In a televised statement, government spokesman Stelios Petsas said the measures were aimed at helping schools reopen on 11 January.
Egypt said on Sunday it had opened an investigation into the deaths of four Covid-19 patients in an intensive care unit allegedly due to lack of oxygen, which caused a public outcry.
“The prosecutor’s office in Al-Husseiniya [in the northern Sharqiya province] summoned the director of Al-Husseiniya hospital to question him over the deaths of four people due to lack of oxygen,” a judicial source told AFP, without specifying the dates of the deaths.
Since Saturday, numerous social media users had shared a video of patients in a hospital ward, with a voice heard saying “everyone is dead in intensive care”.
The prosecutor’s office confirmed the video was of Al-Husseiniya hospital, which was also identified in comments on social media.

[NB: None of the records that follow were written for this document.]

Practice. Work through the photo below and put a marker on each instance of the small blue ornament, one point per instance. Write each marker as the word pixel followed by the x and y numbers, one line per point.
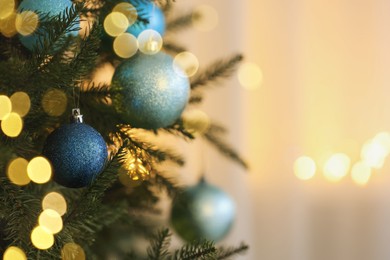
pixel 43 7
pixel 202 212
pixel 149 11
pixel 77 153
pixel 148 92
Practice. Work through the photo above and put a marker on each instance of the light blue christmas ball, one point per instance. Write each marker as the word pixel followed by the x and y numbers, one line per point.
pixel 78 154
pixel 43 7
pixel 147 11
pixel 202 212
pixel 148 92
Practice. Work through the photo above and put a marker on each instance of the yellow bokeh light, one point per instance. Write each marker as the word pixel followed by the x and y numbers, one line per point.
pixel 72 251
pixel 12 125
pixel 20 103
pixel 14 253
pixel 196 121
pixel 336 167
pixel 39 170
pixel 373 154
pixel 54 102
pixel 187 62
pixel 7 25
pixel 305 168
pixel 250 75
pixel 128 10
pixel 7 8
pixel 42 238
pixel 17 171
pixel 125 45
pixel 26 22
pixel 51 220
pixel 5 107
pixel 150 42
pixel 361 173
pixel 209 18
pixel 115 24
pixel 55 201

The 45-second video also shows hospital staff apparently trying to revive patients.
That’s all from me. Clea Skopeliti will be taking over shortly.
Here’s my colleague Simon Murphy’s story on Starmer’s intervention:
Starmer: bring in new national restrictions immediately
The Labour leader, Sir Keir Starmer, has urged Boris Johnson to bring in new national Covid restrictions in England within the next 24 hours, rather than hint that he will do so soon.
Starmer told reporters: “The virus is clearly out of control. And there’s no good the prime minister hinting that further restrictions are coming into place in a week, or two or three.
“That delay has been the source of so many problems. So, I say bring in those restrictions now, national restrictions, within the next 24 hours. That has to be the first step towards controlling the virus.”
On schools, Starmer said: “It is inevitable more schools are going to have to close. And the Government needs a plan on children’s learning but also for working parents.”
He went on: “The more important thing in a way is that national restrictions need to come in the next 24 hours. Let’s not have the prime minister saying ‘I’m going to do it, but not yet’, that’s the problem he has made so many times.
“Nationwide lockdown – the prime minister has hinted that that’s going to happen but he’s delaying again. And we can’t afford that again.”
Cyprus has discovered 12 cases of the new coronavirus variant in people who recently travelled from Britain, Reuters reported the health ministry as saying on Sunday.
The new highly transmissible variant – first found in the UK – is now spreading around the world. Of 19 positive tests for Covid-19 recorded on individuals who travelled to Cyprus from Britain between 6-20 December 6, 12 were for the new variant.
In Switzerland, the canton of Geneva said cases of the new variant had been detected in the area. “A few cases of the variant identified in the United Kingdom of the new coronavirus were identified in Geneva recently,” a press release said.
“It is very likely that there is community circulation of this strain in our canton. This means that the transmission of this new strain is active in Geneva and that, today, it is not just about imported cases.”
Thanks to reader Jaya John for pointing out the Swiss news.